Since the present research verified that surgery and systemic chemotherapy were reliable treatments for advanced gastric cancer patients, perioperative chemotherapy was extremely meaningful to both patients and surgeons [30]. To decide the number of cycles of perioperative chemotherapy and choose an appropriate operational opportunity, clinicians desperately need a credible reference. Our study found several inflammatory and nutritional markers that made it possible to construct a predictive model and to facilitate decision making.

Our study also had some limitations. First, we only used a retrospective design at a single institution and analyzed a small number of patients. Second, we unsured PSM (propensity score matching) between groups to reduce confounding bias. Third, PLR as a systemic inflammatory marker has not been validated internally or externally.

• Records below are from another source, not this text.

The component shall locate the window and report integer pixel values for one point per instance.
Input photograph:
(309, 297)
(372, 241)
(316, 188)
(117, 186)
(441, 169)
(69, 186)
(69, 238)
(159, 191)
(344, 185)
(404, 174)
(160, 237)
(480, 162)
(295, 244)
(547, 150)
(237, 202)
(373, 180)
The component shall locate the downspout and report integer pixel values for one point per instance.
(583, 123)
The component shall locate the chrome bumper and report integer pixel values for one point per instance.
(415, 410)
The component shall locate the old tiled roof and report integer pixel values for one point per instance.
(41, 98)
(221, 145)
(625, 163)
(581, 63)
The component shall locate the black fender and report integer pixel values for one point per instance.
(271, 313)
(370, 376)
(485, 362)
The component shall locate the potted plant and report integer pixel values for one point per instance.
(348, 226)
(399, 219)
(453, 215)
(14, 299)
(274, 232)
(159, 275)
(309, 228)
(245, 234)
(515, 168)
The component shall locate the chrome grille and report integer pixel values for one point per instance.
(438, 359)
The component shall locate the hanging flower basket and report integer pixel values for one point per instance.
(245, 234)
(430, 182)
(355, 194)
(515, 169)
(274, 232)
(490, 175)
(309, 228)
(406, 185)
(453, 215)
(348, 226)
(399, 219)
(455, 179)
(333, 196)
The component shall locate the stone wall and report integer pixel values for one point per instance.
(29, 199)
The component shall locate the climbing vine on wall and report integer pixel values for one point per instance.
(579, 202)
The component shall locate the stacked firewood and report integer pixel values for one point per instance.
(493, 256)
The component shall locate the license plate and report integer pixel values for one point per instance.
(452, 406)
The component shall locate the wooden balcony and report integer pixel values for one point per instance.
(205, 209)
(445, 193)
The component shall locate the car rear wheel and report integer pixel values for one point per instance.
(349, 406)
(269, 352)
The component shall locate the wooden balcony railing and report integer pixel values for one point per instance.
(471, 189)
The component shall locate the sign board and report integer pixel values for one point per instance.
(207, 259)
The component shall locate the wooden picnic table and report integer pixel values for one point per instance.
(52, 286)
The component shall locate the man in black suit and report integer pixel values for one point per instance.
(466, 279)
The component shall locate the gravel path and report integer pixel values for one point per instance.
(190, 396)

Finally, we hope to build a more accurate predictive model by combining more factors, such as tumor markers and postoperative pathology.

In conclusion, we systematically analyzed each of the inflammatory and nutritional marker and changes in these markers during NACT in 437 advanced GC patients. We found that NACT could significantly change several inflammatory and nutritional markers in the perioperative period except for NLR and BMI. Pathological features, including differentiation and TRG, were associated with prognosis. Regarding inflammatory and nutritional markers, the platelet level before NACT and the lymphocyte changes during NACT were correlated with long-term survival outcomes among patients with advanced gastric cancer. The systemic inflammatory marker PLR may be a reliable marker for predicting prognosis.